Let $L$ be a smooth function and define $J[f]:= \int_a^b L(x,f(x),f'(x)) dx$ for all smooth functions $f$.
If $f$ is an extreme point of $J$, then it satisfies the Euler-Lagrange equation for $L$: $\frac{\partial L}{\partial f}(x,f(x),f'(x)) - \frac{d}{dx} \frac{\partial L}{\partial f'}(x,f(x),f'(x)) = 0$ on $[a,b]$.
I know this result and how to prove this one.
My question is the following:
Let $M$ be another smooth function.
I know the fact that when $f$ is an extreme point of $J$ which satisfies the integral constraint $\int_a^b M(x,f(x),f'(x))dx = C$, then there exists $\lambda$ such that $\frac{\partial (L+\lambda M)}{\partial f}(x,f(x),f'(x)) - \frac{d}{dx} \frac{\partial (L+\lambda M)}{\partial f'}(x,f(x),f'(x)) = 0$ on $[a,b]$
How do I prove this?
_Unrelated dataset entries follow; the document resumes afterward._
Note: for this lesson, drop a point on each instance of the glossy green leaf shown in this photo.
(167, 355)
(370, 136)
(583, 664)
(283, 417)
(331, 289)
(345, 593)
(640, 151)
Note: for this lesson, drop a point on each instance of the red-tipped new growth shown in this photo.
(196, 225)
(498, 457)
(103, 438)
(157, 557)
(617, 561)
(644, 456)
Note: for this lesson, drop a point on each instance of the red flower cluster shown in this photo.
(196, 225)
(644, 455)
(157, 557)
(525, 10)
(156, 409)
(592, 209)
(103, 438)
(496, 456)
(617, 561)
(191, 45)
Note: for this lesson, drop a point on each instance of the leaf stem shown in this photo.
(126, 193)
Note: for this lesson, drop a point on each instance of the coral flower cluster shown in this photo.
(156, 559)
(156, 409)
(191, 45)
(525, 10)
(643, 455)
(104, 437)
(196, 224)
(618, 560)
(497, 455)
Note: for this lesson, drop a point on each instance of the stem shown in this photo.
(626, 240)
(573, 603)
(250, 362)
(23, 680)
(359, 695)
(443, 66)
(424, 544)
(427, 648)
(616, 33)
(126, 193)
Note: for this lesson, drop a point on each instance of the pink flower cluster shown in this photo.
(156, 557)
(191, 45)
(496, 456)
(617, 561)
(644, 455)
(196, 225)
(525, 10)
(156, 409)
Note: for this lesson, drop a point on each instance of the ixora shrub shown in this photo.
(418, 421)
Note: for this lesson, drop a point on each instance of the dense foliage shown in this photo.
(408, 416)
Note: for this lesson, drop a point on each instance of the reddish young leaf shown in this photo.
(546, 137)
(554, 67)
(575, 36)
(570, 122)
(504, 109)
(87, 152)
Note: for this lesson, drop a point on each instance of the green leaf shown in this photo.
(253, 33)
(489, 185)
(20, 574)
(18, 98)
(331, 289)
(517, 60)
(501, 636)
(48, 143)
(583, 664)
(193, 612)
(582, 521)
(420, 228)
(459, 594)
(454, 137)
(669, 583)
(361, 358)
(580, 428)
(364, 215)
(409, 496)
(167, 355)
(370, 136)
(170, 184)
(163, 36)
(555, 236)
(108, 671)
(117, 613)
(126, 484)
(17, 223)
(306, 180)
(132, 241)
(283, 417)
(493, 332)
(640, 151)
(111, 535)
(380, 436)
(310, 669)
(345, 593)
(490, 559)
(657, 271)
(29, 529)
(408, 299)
At least, please someone explains briefly why this holds true. Thank you in advance!
The goal is to reduce this to the usual result about Lagrange multipliers in two real variables. I'll change your notation from $f$ to $y$. We sort of copy the proof of the usual Euler-Lagrange equation, but adding a second "fake" parameter, and considering $y(x) +\epsilon_1\eta_1(x)+\epsilon_2\eta_2(x)$, where we have the boundary conditions$$\eta_1(a)=\eta_1(b)=\eta_2(a)=\eta_2(b) = 0,$$the parameter $\epsilon_1$ is "free" and playing the role of the "old" $\epsilon$, while $\epsilon_2$ forces $y(x) +\epsilon_1\eta_1(x)+\epsilon_2\eta_2(x)$ to satisfy the integral constraint. So we look at the problem with constraint $$\begin{cases} \min F(\epsilon_1,\epsilon_2) = \displaystyle{\int_a^b}L(x, y(x)+\epsilon_1\eta_1(x)+\epsilon_2\eta_2(x),y'(x)+\epsilon_1\eta_1'(x)+\epsilon_2\eta_2'(x))\,{\rm d}x \\ G(\epsilon_1,\epsilon_2) =\displaystyle{\int_a^b}M(x, y(x)+\epsilon_1\eta_1(x)+\epsilon_2\eta_2(x),y'(x)+\epsilon_1\eta_1'(x)+\epsilon_2\eta_2'(x))\,{\rm d}x = C\end{cases}$$Since $\epsilon_1=\epsilon_2 = 0$ will correspond to the minimum $y$ of $J$, there will be a constant $\lambda$ such that $$\nabla F(0,0) = \lambda \nabla G(0,0).$$This can be rewritten as $\nabla(F-\lambda G)(0,0) = 0$. Meaning that we consider the functional $$y \mapsto \int_a^b L(x,y(x),y'(x)) - \lambda M(x,y(x),y'(x))\,{\rm d}x$$and obtain the Euler-Lagrange equation $$\frac{\partial (L-\lambda M)}{\partial y} - \frac{{\rm d}}{{\rm d}x}\left(\frac{\partial (L-\lambda M)}{\partial y'}\right) = 0.$$See section 5.3 in Mark Kot's A First Course in the Calculus of Variations for more details.